7- Les prêts et crédits bancaires.

Dans plusieurs pays en occident, les immigrés se servent des crédits bancaires pour réaliser leurs projets en Afrique ( construction d’appartements de location, construction d’une maison d’habitation, démarrage d’une activité ).

Pour que les banques accordent une somme d’argent considérable, il faut avoir la nationalité du pays d’accueil. Cette nationalité permet à l’état de prétendre sur les investissements réalisés, sur place ou en Afrique, en cas de non remboursement du crédit.
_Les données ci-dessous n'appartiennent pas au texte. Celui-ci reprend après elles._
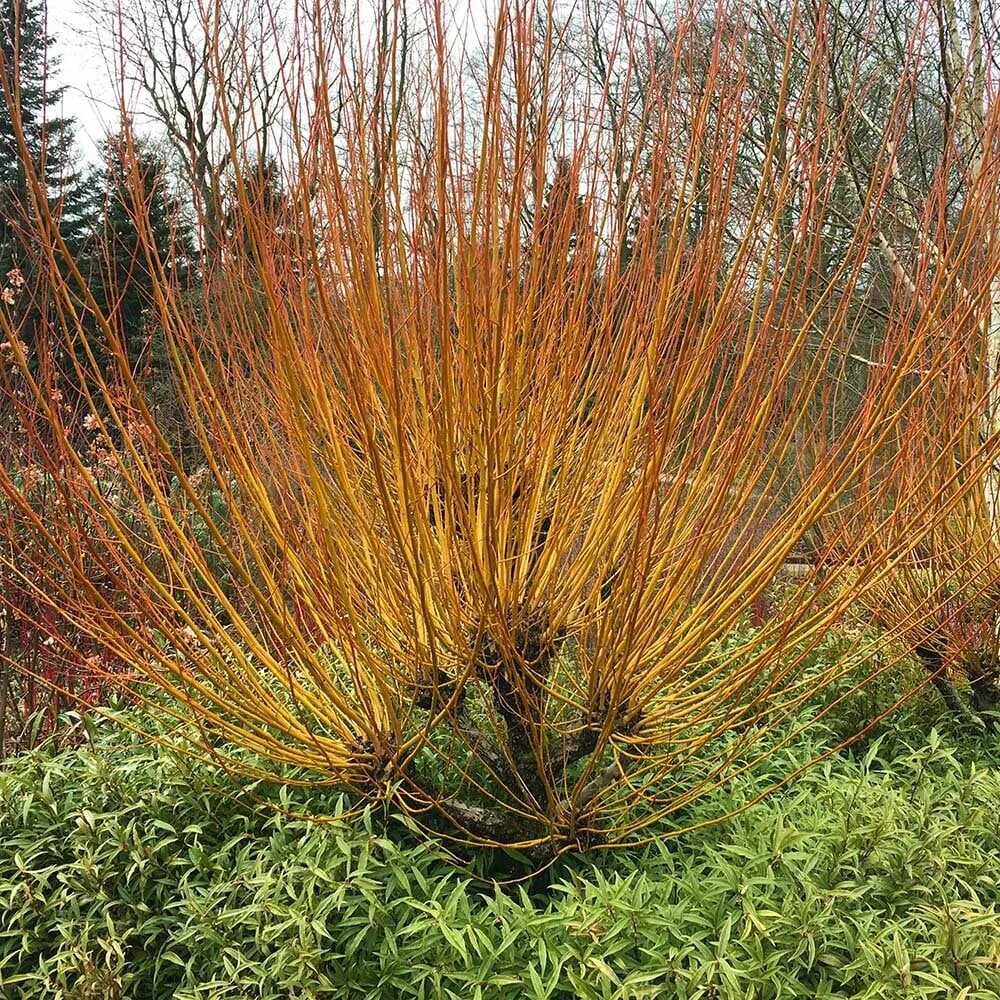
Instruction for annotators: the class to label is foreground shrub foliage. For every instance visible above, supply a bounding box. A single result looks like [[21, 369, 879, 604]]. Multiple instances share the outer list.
[[0, 4, 1000, 855], [0, 708, 1000, 1000]]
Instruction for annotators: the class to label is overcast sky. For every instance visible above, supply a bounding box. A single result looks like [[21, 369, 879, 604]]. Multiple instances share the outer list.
[[48, 0, 117, 158]]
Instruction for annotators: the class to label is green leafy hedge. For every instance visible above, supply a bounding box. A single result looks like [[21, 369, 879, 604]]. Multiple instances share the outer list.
[[0, 716, 1000, 1000]]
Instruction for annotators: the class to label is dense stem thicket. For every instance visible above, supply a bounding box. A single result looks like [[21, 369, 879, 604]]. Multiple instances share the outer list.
[[0, 3, 1000, 853]]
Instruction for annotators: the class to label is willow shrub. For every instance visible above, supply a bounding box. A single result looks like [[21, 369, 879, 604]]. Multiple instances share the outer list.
[[0, 705, 1000, 1000], [0, 3, 1000, 857]]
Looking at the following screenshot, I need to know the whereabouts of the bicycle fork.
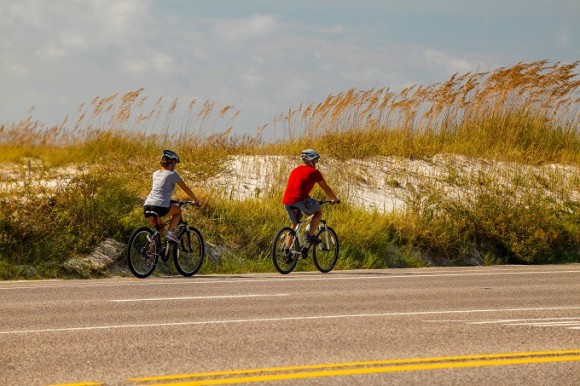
[147,232,170,262]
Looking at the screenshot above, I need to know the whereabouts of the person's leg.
[284,205,302,249]
[308,209,322,236]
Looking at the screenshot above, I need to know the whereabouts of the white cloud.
[215,15,276,41]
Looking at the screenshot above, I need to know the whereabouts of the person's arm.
[318,180,340,202]
[177,180,201,205]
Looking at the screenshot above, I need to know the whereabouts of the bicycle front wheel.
[312,226,339,273]
[127,227,160,279]
[272,227,300,274]
[173,227,205,277]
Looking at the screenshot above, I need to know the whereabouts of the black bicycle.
[127,201,205,278]
[272,201,339,274]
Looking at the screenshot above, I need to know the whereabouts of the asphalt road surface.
[0,264,580,386]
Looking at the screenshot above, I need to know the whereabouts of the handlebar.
[318,200,340,205]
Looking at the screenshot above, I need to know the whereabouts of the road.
[0,264,580,386]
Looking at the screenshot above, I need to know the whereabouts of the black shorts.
[143,205,170,218]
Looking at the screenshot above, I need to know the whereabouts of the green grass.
[0,61,580,279]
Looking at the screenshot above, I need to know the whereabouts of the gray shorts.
[284,197,320,224]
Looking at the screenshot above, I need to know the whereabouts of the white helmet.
[300,149,320,162]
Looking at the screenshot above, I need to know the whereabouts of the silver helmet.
[161,150,179,163]
[300,149,320,162]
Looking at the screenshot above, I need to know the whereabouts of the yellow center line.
[127,350,580,385]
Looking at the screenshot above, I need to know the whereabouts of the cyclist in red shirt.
[282,149,340,244]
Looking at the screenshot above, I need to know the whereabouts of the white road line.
[0,270,580,291]
[110,294,290,303]
[0,306,580,335]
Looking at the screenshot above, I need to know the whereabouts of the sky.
[0,0,580,136]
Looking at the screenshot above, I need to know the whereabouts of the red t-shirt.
[282,165,324,205]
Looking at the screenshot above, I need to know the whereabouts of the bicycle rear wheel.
[173,227,205,277]
[272,227,300,274]
[127,227,160,279]
[312,226,339,273]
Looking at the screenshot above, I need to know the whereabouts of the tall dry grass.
[277,60,580,163]
[0,61,580,278]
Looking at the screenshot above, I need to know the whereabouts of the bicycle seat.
[145,210,159,218]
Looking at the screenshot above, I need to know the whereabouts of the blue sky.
[0,0,580,136]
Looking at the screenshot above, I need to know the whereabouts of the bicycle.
[272,200,340,274]
[127,201,205,279]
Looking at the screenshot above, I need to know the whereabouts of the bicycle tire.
[272,227,300,274]
[127,227,160,279]
[173,227,205,277]
[312,226,340,273]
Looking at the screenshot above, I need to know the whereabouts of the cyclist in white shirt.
[143,150,201,243]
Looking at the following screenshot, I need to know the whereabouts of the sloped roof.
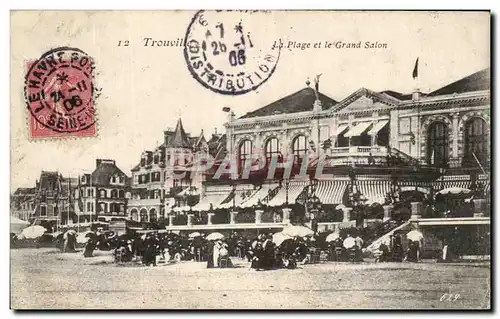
[429,68,491,96]
[92,162,127,186]
[167,119,191,148]
[380,90,414,101]
[240,87,337,119]
[14,187,35,195]
[335,88,401,111]
[39,171,59,191]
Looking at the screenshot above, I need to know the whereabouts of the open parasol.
[10,216,30,234]
[282,226,314,237]
[273,232,292,246]
[406,230,424,241]
[325,233,340,243]
[76,231,93,244]
[21,225,47,239]
[189,231,201,238]
[207,232,224,240]
[343,237,356,249]
[63,229,76,239]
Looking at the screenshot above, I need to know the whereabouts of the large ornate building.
[128,119,225,222]
[190,69,491,226]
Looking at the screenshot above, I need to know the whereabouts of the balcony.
[325,146,389,166]
[127,198,162,207]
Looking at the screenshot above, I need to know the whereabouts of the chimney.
[411,89,422,101]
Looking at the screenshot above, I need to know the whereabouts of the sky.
[10,11,490,191]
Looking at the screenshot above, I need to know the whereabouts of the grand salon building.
[188,69,491,228]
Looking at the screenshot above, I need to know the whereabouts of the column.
[472,199,486,217]
[207,213,214,225]
[283,208,292,224]
[411,202,422,219]
[229,212,238,225]
[342,207,352,223]
[383,205,393,222]
[255,209,264,224]
[450,113,459,167]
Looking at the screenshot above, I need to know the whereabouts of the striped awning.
[240,184,278,208]
[356,180,391,204]
[368,120,389,135]
[315,181,348,204]
[333,124,349,136]
[267,182,308,207]
[193,193,229,211]
[432,180,471,190]
[344,122,372,137]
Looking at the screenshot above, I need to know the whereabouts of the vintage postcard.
[10,10,492,310]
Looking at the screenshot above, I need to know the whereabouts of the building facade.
[190,69,491,224]
[128,119,214,222]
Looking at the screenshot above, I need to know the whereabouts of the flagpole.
[472,152,486,175]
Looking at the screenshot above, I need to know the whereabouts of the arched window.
[149,208,158,222]
[99,203,106,213]
[141,208,148,222]
[464,117,489,166]
[427,122,448,167]
[130,208,139,221]
[238,140,252,171]
[266,137,281,163]
[292,135,307,163]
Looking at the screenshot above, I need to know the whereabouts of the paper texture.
[10,11,491,309]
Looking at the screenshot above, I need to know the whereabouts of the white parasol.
[63,229,76,240]
[189,231,201,238]
[343,237,356,249]
[437,187,472,195]
[10,216,30,234]
[282,226,314,237]
[21,225,47,239]
[406,230,424,241]
[273,232,292,246]
[325,233,340,243]
[76,230,93,244]
[207,232,224,240]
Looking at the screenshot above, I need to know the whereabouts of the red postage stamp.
[24,47,97,139]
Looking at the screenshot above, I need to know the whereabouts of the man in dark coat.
[205,240,215,268]
[262,235,276,269]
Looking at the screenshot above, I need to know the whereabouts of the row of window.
[427,117,489,167]
[134,172,162,184]
[238,135,308,168]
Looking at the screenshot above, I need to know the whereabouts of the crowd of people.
[16,229,453,270]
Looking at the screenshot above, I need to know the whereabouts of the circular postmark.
[184,10,280,95]
[24,47,95,133]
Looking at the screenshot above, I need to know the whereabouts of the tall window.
[292,135,307,163]
[464,117,489,165]
[140,208,148,222]
[149,208,158,222]
[427,122,448,167]
[266,137,280,164]
[238,140,252,171]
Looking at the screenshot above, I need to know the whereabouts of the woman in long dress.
[212,241,222,268]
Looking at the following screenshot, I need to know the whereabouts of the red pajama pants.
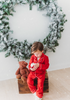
[27,74,45,98]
La période de remboursement des crédits peut s’étendre sur plusieurs années, au point d’arriver à un âge où on n’a plus la force, ni l’envie de rentrer au pays.

Les cartes de crédit, utilisées à tort et à travers, contribuent aussi à augmenter la dette des immigrés, limitant la possibilité d’épargner afin de bien préparer leur retour.

8-Un budget de retour trop élevé

L’argent est très important pour pouvoir vivre et démarrer ses projets. Quand on prévoit de rentrer en Afrique, il faut avoir une certaine épargne au moins pour la première année d’installation.

Vu la situation que traverse l’Europe actuellement et en fonction des conditions de vie de chaque personne, miser sur un budget de retour très élevé peut s’avérer utopique, surtout dans le cas des familles.

Les ressources financières sont nécessaires. Cependant, il ne faudrait pas rester figé sur un montant précis et remettre à demain le retour, dans l’espoir d’accumuler le maximum d’argent.

Épargner de nos jours en occident, demande beaucoup de restrictions et de sacrifices.

La vie devient de plus en plus chère et les gens arrivent à peine à leur fin de mois.

Par conséquent, conditionner son retour à l’atteinte d’une certaine somme d’argent, pourrait finir par vous éloigner de votre objectif.

Le plus important dans le retour, c’est maîtriser le terrain, avoir un projet ou une activité qu’on a déja implanté les années précédentes, mais surtout avoir le mental.

Une grosse épargne ne garantit pas toujours la réussite au pays.

Les 8 éléments mentionnés plus haut sont à prendre au sérieux. Ils sont nombreux ceux qui sont bloqués en occident, parcequ’ils ont commis des erreurs.

La question du retour ne doit pas être prise à la légère.

Le retour en Afrique nécessite du courage, de la détermination et de la stratégie.

Ce n’est pas forcément parceque vous avez envie de rentrer au pays que vous réussirez à le faire, surtout si certaines conditions ne sont pas respectées.